UNITED STATES
GlobalPost
Jason Berry
December 10, 2013
News that the Vatican will create a commission to address its global sex abuse crisis comes 11 years after American bishops, amid devastating media coverage from the Boston scandal, met for their summer conference in Dallas, trailed by 700 journalists.
With help from RF Binder, a Madison Avenue public relations firm specializing in damage control, the US Conference of Catholic Bishops by parliamentary vote enacted a youth protection charter, predicated on “zero tolerance.”
They also announced the formation of a National Review Board of 12 blue-ribbon Catholics to research the crisis and offer an agenda for resolution.
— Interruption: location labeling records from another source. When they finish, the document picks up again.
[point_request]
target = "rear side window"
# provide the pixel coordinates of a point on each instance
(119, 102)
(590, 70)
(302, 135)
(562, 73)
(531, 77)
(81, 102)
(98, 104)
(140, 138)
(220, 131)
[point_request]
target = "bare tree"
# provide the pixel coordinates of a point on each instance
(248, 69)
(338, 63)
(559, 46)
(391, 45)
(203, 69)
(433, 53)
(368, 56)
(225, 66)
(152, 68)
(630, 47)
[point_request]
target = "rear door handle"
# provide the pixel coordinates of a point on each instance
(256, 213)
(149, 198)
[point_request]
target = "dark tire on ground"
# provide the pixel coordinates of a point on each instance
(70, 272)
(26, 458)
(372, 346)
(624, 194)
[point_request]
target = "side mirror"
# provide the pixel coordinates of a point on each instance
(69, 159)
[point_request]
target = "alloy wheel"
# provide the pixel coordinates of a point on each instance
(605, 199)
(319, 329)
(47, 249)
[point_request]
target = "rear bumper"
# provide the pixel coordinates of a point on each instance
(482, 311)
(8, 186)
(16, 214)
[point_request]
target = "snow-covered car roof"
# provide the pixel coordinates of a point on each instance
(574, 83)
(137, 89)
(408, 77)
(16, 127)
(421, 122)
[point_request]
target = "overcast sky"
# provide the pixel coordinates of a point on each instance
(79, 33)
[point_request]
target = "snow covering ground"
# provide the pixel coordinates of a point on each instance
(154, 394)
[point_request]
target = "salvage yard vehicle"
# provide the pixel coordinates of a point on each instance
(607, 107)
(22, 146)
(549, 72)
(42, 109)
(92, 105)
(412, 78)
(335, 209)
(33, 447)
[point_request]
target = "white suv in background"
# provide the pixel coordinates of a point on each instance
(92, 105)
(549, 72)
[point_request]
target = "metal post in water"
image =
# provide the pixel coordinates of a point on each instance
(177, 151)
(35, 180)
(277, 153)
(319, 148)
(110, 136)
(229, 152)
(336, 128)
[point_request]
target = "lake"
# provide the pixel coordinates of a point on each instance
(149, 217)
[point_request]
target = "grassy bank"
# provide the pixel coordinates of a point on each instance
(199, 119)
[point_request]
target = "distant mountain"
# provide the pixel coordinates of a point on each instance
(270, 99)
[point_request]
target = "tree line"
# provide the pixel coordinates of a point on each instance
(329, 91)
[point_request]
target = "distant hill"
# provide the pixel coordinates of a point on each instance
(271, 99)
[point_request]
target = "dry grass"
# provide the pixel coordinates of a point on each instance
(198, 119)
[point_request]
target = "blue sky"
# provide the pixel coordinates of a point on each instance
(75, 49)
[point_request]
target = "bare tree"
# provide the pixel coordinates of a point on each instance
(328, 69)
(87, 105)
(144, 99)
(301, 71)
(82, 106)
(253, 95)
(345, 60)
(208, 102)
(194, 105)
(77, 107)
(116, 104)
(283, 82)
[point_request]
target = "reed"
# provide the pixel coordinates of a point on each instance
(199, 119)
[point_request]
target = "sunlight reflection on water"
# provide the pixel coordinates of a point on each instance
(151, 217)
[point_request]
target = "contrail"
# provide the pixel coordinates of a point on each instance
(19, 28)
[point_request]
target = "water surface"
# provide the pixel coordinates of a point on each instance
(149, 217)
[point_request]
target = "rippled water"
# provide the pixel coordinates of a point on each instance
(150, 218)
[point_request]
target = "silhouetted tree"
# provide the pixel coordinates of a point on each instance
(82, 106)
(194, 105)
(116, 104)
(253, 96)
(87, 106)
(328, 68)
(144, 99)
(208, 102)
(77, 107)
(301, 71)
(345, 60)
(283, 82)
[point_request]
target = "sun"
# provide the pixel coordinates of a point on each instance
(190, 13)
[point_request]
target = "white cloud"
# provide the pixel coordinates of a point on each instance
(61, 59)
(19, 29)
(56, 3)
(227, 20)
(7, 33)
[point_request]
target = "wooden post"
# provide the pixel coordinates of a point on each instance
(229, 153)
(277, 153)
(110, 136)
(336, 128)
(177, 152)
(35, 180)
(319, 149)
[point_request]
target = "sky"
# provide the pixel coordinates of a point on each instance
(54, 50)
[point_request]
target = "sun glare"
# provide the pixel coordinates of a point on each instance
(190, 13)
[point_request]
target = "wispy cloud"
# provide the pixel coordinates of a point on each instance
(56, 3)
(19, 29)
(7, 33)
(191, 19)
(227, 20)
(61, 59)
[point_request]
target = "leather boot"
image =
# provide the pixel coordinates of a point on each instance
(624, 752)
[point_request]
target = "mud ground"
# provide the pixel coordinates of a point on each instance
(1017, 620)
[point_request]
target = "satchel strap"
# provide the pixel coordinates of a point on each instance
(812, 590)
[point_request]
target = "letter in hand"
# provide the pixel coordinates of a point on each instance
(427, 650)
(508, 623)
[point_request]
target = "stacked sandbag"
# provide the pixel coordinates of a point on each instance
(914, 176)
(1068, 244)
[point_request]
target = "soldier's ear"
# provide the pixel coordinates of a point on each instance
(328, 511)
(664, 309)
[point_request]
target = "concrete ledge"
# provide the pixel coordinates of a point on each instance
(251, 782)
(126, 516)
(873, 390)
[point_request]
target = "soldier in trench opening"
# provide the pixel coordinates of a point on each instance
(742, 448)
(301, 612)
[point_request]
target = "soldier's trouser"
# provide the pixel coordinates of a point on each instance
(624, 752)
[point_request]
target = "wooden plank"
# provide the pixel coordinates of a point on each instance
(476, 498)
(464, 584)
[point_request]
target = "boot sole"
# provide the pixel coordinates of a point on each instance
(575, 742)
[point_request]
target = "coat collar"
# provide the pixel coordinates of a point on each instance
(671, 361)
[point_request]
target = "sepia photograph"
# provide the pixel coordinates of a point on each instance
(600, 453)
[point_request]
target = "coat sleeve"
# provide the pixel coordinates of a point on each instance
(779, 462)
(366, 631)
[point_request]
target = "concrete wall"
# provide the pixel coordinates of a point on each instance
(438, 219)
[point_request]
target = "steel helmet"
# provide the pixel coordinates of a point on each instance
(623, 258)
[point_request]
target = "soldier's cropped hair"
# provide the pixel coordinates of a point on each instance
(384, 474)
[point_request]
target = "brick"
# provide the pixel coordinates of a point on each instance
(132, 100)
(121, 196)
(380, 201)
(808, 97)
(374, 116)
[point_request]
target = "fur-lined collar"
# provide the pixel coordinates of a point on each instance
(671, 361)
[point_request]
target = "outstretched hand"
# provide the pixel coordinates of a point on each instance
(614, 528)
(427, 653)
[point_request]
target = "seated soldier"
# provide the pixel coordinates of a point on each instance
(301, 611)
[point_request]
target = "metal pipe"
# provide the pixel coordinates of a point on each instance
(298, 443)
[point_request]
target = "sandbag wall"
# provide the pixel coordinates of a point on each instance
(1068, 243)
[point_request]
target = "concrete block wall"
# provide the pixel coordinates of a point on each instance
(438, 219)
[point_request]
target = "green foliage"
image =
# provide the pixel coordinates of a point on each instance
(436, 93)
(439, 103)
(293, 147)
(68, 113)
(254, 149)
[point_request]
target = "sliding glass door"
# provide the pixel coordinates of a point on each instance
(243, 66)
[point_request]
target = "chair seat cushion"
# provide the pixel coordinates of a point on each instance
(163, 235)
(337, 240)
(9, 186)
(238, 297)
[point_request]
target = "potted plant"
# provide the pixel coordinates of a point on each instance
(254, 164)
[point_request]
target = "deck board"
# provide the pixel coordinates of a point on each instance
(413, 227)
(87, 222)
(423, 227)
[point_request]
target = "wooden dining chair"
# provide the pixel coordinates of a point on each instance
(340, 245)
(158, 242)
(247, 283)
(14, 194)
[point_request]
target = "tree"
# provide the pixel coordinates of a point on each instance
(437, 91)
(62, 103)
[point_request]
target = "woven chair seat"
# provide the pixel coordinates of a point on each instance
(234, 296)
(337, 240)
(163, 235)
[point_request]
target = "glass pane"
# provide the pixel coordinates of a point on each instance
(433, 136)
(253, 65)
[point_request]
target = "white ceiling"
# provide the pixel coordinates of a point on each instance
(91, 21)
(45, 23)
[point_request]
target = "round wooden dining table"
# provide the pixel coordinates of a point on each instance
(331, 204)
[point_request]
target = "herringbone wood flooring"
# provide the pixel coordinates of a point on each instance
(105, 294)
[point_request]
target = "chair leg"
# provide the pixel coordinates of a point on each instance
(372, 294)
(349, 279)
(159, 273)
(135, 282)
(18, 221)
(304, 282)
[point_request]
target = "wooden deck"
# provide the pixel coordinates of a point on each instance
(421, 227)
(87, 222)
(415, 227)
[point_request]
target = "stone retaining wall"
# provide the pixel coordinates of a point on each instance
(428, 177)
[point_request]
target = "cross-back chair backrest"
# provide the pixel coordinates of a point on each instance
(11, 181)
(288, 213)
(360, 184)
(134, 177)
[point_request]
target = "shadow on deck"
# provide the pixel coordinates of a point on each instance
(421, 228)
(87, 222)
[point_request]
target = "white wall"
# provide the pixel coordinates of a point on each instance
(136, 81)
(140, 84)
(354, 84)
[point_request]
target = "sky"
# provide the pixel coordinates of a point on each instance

Washington, DC attorney Robert Bennett became the Review Board chair. Among other members: Leon Panetta, the former chief of staff to President Clinton; Pamela Hayes, a New York defense attorney and former prosecutor; and Judge Anne Burke, now on the Illinois Supreme Court.
The Review Board spent 18 months interviewing bishops, therapists, theologians, victim advocates, clinicians working with perpetrators and journalists including myself for the final report.
The report called for transparency and oversight of bishops to halt the practice of concealing and recycling sex offenders.
But as Justice Burke told GlobalPost, “The bishops did not follow our recommendations. They set up barriers for our work from the very beginning.”